New World, one of the leading supermarket chains in New Zealand, has confirmed it was the target of a cyber attack. Members of its popular Clubcard loyalty programme have been urged to update their passwords immediately.
“Our technology team has identified suspicious external activity where scammers have attempted to gain access to accounts by trying commonly used passwords across many usernames. Based on our investigation, it appears that some New World Clubcard accounts with weaker or reused passwords may have been accessed without the cardholders authorisation,” New World said in a statement.
While most customers were informed that their accounts were not compromised, they were advised to change their passwords to ensure safety. Members are encouraged to create stronger passwords following these guidelines:
- Use at least 12 characters to increase password strength.
- Include a mix of uppercase and lowercase letters, numbers, and at least one special symbol.
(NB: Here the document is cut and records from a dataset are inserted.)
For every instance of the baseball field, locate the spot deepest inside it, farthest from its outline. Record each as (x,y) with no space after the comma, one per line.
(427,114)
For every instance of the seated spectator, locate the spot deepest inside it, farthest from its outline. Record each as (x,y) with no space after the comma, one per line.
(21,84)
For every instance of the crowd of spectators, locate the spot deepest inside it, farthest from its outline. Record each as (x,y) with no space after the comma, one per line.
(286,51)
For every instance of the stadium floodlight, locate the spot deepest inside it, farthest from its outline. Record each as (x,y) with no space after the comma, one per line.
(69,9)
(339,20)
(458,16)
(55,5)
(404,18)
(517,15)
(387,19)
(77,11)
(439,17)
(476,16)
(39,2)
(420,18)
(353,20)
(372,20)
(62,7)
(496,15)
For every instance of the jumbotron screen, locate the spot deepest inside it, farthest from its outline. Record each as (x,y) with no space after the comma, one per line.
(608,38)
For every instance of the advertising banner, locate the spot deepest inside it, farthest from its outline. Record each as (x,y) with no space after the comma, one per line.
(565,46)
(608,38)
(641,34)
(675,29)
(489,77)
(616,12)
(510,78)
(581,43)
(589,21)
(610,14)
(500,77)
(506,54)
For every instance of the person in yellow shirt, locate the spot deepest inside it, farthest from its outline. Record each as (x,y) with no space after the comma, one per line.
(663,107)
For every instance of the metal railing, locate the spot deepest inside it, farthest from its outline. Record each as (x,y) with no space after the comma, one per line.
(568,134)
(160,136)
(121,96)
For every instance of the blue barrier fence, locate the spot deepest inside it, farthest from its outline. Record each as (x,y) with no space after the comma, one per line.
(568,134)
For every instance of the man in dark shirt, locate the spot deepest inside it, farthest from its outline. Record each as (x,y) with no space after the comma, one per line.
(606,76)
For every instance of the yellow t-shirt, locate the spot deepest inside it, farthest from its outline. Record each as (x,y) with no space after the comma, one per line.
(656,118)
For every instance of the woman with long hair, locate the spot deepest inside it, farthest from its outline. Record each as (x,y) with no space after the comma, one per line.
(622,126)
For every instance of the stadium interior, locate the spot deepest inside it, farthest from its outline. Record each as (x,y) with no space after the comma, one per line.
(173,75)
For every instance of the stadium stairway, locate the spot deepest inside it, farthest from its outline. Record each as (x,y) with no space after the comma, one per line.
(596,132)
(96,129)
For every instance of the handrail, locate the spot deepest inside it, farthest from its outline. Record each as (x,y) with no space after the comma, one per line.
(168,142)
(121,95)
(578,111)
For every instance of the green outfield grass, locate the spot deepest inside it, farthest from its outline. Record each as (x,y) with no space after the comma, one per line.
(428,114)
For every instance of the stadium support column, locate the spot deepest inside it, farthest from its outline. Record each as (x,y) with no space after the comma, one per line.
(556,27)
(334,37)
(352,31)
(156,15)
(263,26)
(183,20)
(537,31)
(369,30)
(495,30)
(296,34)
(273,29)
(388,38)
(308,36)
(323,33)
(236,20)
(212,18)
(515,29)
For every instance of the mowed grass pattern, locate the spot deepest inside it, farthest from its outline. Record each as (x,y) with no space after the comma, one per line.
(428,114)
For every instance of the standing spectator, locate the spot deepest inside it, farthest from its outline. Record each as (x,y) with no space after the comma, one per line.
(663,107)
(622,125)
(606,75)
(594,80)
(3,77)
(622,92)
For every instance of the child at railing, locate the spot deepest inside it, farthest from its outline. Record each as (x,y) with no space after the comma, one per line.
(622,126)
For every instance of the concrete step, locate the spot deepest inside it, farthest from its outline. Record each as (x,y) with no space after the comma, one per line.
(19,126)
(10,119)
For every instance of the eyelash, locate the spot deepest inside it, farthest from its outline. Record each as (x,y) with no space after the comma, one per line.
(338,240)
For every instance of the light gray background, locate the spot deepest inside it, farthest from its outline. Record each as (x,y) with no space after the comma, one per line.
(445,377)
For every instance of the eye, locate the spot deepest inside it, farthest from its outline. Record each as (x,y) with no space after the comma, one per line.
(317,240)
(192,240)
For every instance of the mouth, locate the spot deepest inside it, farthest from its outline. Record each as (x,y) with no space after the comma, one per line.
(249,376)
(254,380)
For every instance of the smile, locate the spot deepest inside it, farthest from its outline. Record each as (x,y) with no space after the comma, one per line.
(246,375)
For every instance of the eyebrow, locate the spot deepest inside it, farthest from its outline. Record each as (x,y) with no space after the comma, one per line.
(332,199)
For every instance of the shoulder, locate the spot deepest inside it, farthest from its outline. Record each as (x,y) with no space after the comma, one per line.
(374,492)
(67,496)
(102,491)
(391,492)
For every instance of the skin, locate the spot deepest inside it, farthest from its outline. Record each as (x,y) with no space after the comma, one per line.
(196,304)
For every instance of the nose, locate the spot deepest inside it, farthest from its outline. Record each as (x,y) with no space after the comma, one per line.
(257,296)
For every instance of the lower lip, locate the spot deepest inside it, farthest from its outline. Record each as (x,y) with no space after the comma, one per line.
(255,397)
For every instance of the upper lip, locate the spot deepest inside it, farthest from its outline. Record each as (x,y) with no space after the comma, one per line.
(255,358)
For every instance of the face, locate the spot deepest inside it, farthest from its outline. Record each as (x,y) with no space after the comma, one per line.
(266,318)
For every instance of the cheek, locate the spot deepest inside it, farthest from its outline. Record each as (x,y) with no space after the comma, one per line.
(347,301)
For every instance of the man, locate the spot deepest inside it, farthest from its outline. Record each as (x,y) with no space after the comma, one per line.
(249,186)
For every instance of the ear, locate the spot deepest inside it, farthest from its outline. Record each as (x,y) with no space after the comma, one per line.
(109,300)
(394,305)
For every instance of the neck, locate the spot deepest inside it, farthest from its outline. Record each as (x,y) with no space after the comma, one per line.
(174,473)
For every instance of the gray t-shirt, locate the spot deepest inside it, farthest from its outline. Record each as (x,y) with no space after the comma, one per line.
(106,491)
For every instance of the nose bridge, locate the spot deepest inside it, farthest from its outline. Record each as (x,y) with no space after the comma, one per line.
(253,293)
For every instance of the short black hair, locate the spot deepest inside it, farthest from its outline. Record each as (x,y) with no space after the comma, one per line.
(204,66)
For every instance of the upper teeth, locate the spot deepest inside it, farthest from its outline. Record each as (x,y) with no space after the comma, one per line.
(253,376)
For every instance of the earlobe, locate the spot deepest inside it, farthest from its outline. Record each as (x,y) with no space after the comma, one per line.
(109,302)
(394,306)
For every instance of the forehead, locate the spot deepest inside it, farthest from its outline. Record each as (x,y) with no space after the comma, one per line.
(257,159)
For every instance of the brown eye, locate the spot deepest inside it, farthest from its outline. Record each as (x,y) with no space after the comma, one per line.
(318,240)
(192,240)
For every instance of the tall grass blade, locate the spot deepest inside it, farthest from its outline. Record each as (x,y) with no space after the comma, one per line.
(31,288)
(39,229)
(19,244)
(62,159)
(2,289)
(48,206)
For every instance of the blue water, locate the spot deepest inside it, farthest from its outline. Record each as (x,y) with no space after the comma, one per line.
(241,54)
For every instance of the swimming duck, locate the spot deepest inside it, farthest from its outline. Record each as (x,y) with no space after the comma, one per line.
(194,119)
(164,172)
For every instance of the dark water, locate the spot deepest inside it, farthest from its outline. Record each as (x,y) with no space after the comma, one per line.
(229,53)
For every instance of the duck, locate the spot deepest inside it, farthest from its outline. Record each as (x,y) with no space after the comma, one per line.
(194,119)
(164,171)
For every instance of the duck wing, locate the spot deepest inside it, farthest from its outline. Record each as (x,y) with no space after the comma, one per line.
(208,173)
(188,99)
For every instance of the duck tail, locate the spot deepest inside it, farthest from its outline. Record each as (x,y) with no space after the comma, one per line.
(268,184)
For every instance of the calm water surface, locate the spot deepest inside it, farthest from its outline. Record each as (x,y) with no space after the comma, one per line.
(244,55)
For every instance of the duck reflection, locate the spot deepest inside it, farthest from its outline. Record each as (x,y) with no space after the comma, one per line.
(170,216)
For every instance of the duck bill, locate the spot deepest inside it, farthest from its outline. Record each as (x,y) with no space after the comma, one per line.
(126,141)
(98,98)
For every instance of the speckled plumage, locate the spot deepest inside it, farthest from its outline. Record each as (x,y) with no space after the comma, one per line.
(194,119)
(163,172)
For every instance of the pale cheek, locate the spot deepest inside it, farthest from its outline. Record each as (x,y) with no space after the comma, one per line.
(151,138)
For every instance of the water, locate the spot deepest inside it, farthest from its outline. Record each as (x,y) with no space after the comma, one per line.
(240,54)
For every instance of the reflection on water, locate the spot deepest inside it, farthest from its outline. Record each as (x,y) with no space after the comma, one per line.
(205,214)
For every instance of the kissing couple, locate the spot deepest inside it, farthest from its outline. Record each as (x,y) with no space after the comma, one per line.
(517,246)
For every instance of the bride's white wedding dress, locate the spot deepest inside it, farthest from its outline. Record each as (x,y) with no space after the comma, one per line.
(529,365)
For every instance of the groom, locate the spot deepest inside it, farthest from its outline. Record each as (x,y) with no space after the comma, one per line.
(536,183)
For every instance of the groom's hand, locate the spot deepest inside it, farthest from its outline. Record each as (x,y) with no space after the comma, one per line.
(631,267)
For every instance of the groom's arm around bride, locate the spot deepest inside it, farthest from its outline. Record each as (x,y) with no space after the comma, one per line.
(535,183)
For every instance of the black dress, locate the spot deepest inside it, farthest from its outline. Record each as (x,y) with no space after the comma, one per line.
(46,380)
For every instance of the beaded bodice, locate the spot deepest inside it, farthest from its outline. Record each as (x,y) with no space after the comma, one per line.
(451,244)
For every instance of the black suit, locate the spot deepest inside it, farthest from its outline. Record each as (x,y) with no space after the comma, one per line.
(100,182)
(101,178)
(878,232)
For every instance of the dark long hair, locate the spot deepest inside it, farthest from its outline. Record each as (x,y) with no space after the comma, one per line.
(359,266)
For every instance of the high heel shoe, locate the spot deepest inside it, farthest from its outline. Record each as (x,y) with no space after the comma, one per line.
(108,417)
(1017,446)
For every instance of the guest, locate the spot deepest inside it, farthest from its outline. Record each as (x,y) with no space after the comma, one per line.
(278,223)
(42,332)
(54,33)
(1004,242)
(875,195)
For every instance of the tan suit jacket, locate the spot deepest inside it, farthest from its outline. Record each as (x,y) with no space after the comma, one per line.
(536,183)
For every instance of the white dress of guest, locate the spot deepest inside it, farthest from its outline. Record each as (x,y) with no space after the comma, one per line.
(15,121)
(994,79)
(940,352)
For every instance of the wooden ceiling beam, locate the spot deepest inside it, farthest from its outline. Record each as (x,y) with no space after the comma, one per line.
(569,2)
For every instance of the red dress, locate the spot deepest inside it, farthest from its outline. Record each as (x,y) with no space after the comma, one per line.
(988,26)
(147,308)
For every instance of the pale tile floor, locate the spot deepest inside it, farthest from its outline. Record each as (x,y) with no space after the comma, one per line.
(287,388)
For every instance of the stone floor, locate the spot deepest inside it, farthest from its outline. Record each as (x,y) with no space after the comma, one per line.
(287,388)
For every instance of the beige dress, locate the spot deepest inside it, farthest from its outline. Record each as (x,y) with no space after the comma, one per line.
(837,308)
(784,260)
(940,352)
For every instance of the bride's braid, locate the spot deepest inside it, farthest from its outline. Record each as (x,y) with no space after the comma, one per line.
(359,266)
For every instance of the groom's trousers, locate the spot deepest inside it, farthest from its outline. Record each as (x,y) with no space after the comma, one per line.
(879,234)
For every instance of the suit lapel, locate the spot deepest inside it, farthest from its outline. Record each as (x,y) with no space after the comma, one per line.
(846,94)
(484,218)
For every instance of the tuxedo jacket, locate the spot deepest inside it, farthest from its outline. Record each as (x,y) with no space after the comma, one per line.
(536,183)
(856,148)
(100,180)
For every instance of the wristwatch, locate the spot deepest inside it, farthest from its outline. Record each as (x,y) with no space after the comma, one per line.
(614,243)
- Avoid using easily guessed words, predictable patterns, and personal information such as names or birthdays.
- Ensure each password is unique and not reused across different accounts.
New World said its systems have not been breached and that it is actively monitoring for any additional malicious activity.
“We sincerely apologise for any inconvenience. Your privacy and security are extremely important to us, we have taken these actions to protect you and strongly recommend you establish a refreshed and strong password,” New World said.
New World owner Foodstuffs said the activity matched a “password spraying attack,” in which common or previously compromised passwords are tried across numerous accounts.
“We want to reassure our customers that Foodstuffs’ systems have not been breached or compromised in any way. The issue has arisen where some customers’ passwords have been successfully guessed by scammers using automated tools,” a Foodstuffs spokesperson said.
Besides advising New World Clubcard members to update their passwords, Foodstuffs announced it has temporarily suspended the redemption of New World Dollars on affected Clubcard accounts and deleted any stored payment tokens associated with those accounts.